Comments have now been closed for this article

  • Dummy4 on October 28, 2012, 5:58 GMT

    @Sharyar Hussain Is that this simple,sir?The tv rights holder of Indian Cricket Star TV and UK'S Sky TV are both controlled by Rupert Murdoch's News Corporation.So they will be having some mutual agreement than a wrangle of this sort.But Sky's coverage along with Channel Nine is the best in the cricketing world.So I will be disappointed on that front.

  • Matthew on October 27, 2012, 21:57 GMT

    If all this is about facilities including a studio why not send the commentators and have analysis back in London? Like at the WT20

  • Dummy4 on October 27, 2012, 12:27 GMT

    So move the contest to England, it's a balmy 2 degrees Celsius - perfect!

  • Dummy4 on October 27, 2012, 10:00 GMT

    problem is sorted if sky charge the indian broadcasters £500k in current day's money, next time India tour England

  • Srinivas on October 27, 2012, 3:41 GMT

    People mouthing-off BCCI don't even seem to realise that Sky wants not just the commentary team but also a fully featured host broadcaster style control rooms and studios and all such add-ons.
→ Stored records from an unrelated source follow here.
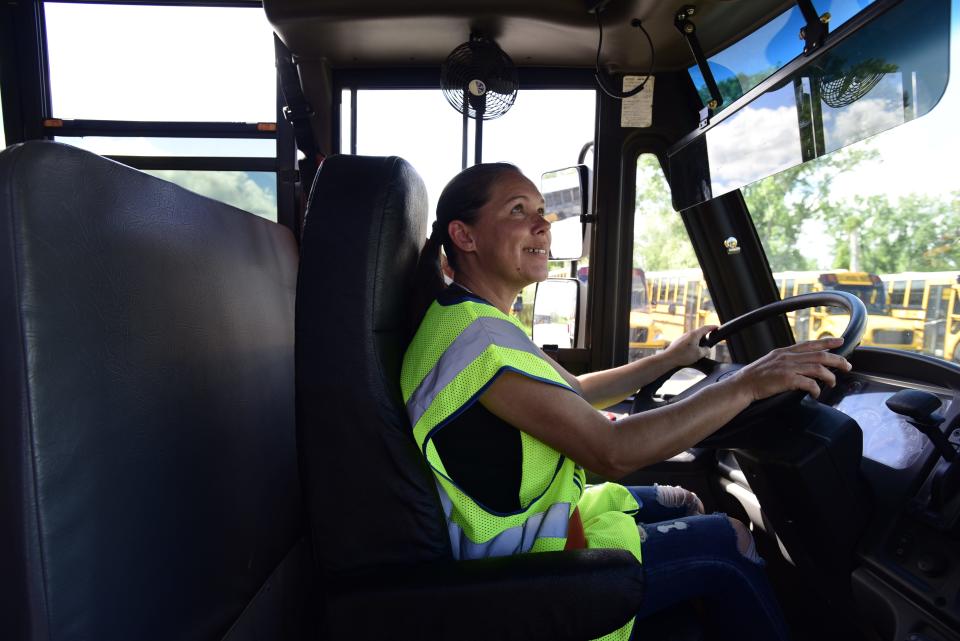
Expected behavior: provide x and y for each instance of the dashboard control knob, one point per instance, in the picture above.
(932, 565)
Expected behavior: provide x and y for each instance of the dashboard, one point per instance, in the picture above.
(887, 437)
(909, 556)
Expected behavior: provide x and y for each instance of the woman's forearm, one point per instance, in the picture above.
(656, 435)
(609, 387)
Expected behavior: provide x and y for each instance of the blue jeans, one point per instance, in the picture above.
(696, 557)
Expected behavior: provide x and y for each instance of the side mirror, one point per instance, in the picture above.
(566, 193)
(555, 312)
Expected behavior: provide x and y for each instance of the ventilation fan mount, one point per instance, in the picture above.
(479, 79)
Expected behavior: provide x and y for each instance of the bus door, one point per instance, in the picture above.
(935, 325)
(801, 321)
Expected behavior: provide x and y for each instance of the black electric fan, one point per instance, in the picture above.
(478, 80)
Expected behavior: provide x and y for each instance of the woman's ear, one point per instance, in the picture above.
(462, 236)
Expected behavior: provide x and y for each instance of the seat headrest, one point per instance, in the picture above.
(148, 480)
(370, 497)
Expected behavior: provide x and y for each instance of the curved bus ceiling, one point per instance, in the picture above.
(538, 33)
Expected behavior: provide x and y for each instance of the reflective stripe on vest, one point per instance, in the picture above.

So who should pay for that? Not BCCI for sure. BCCI, Sky, BBC or Star - none of them are running charities. Are they? Get a life peoples. Will ya?

  • Dummy4 on October 26, 2012, 14:12 GMT

    Quick numbers: 500, 000 pounds = 4.3 crore INR [@ INR 86 per pound] No. of tour days ~= 43 i.e. INR 10 lakhs per day or 11.6 k pounds per day Can somebody in the business enlighten us and tell is if this is realistic or inflated?

  • Bhaskar on October 26, 2012, 13:36 GMT

    Is US$ 80,000 a big amount for BBC that they have to stay in UK studio? The audience can listen to same commentary in cricbuzz app of iphone, android & Blackberry for free too.

  • Dummy4 on October 26, 2012, 13:22 GMT

    The amounts asked for by BCCI are just like chicken-feed for the British broadcasters. They just throw up their hands in mock-horror, stare at you unblinkingly for a couple of minutes to see if you succumb. Good acting by BBC and SKY!

  • Dummy4 on October 26, 2012, 13:22 GMT

    @Raghav - It's not just as simple as that... BCCI owns the productions rights - it could have easily sold it to ESPNStar for a big amount of money who would then charge Sky or come to a mutual agreement with then but it didn't so now Sky obviously have to pay BCCI instead.

  • david on October 26, 2012, 13:12 GMT

    Rajesh_india_1990 it has nothing to do with the ECB so get your facts right. the argument at the moment is between SKY and the BBC. then in the next series the argument will be between the bidders of that counties broadcasters. the ECB dont get any money from BCCI for television rights. if this had been thrashed out months ago then maybe it would have been accepted, but in less than a month the test begins. it shows a total disrespect to 2 great organizations, i wonder what cricinfo's thoughts would have been if it was done to them, i guess i know what the headlines would be.